Dialogues and screenplay, separated at birth: Abbas Tyrewala
Indian filmmakers actually need to 'see' a story (in their mind's eye or with Korean subtitles) before they have it written out, writes screenplay and dialogue writer Abbas Tyrewala.
India is the only country in the world where writing dialogue is a stand-alone craft. Nowhere else is the function of writing screenplay separated into (literally) ‘Screenplay’, ie the visual occurrence of events on screen, and ‘Dialogue’, the spoken word.
In this piece, I briefly explore the possible causes of how we landed up here, rather than commenting upon its merits, demerits, advantages, efficacy or limitations. Further, I speak not with any smug authority, but inviting involvement in the thought process.
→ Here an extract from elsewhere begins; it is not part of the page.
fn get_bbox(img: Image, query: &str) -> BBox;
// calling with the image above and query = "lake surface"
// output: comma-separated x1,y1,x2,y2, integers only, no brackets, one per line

Interestingly, one cannot imagine a similar segregation in a play or a book. It seems self-evident that if you choose a medium to narrate your story, you better be able to deliver that story in that medium in its entirety. So why does no one raise an eyebrow (screenplay) and say, "But why is this so?" (dialogue).
To some extent, it’s because the function of screenplay has never been fully understood by most Indian writers. A screenplay is ALL the events that occur on the screen and on the ‘speakers’.
When cinema first started captivating the world, the only Indians who had the combination of exposure to it, the education required to acquire the technical knowledge, and the money to invest in this new and relatively expensive medium were those whose families had recourse to a Western education. Speaking English well was the hallmark of a good upbringing.
When these people took to cinema, they had everything except an easy command over the language in which talkies would need to occur to be accessible to the Indian audience. Speaking a mother tongue well wasn’t enough either. You had to reach a country of a thousand tongues and dialects. So you had to communicate in a ‘universal’ language that didn’t leave anyone feeling alienated.
The only such available language was Hindustani, that wonderful combination of Hindi with Urdu and Farsi. Not everyone from such families spoke it well. So how could a Bengali filmmaker tell a story for his country that did not only reach a Bengali-speaking audience? How would a Maharashtrian director do so?
So perhaps early dialogue writers were simply technicians to compensate for this minor lacuna. Much like a filmmaker not knowing how to compose music, but knowing exactly what kind of song he wants and what it was doing in the story.
But what began as a necessity soon became a luxury and an imperative. Filmmakers started feeling more secure with someone skilled in bombast and rhetoric, the staples of Indian film cuisine. The Indian audience’s visceral reaction to dialogues didn’t hurt any; around the time the "Odessa Steps" sequence in The Untouchables (originally in Battleship Potemkin) was gaining cult status, we Indians were in a state of uproarious delight over Mogambo khush hua!
Further, because the country wasn’t exactly teeming with people who grasped the medium and its possibilities straightaway, Indian filmmakers took to the ‘auteur’ mode early on.
So only one person needed to have the vision for how various crafts would come together to tell one cohesive story. Everyone else could do what they did best without fully understanding its function in a broader context. So even if someone else had a story to narrate, they could in effect write it as a ‘play’ and leave the ‘screen’ to someone who got it.
This has also resulted in a culture where Indian filmmakers are virtually incapable of directing a story that has not come from within them. They actually need to ‘see’ a story (whether in their mind’s eye or with Korean subtitles) before they have it written. How many films of any scale have we seen where the director’s name features nowhere in the writing credits (especially ‘Story’)?
As a result, even today, many writers can (and typically do) write words without completely understanding their function in the broader act of telling a story on screen.
They leave the visualisation (what ‘screenplay’ has come to mean here at home) to the director (and her/his ‘screenplay writer’ – essentially someone who spares the director the trouble of actually writing anything), and simply tell the story through entries, exits, macro phenomena like ‘slap’, ‘fight’ and ‘song sequence’. And of course, dialogues."
Abbas Tyrewala has written films like Maqbool, Main Hoon Na and Munna Bhai M.B.B.S.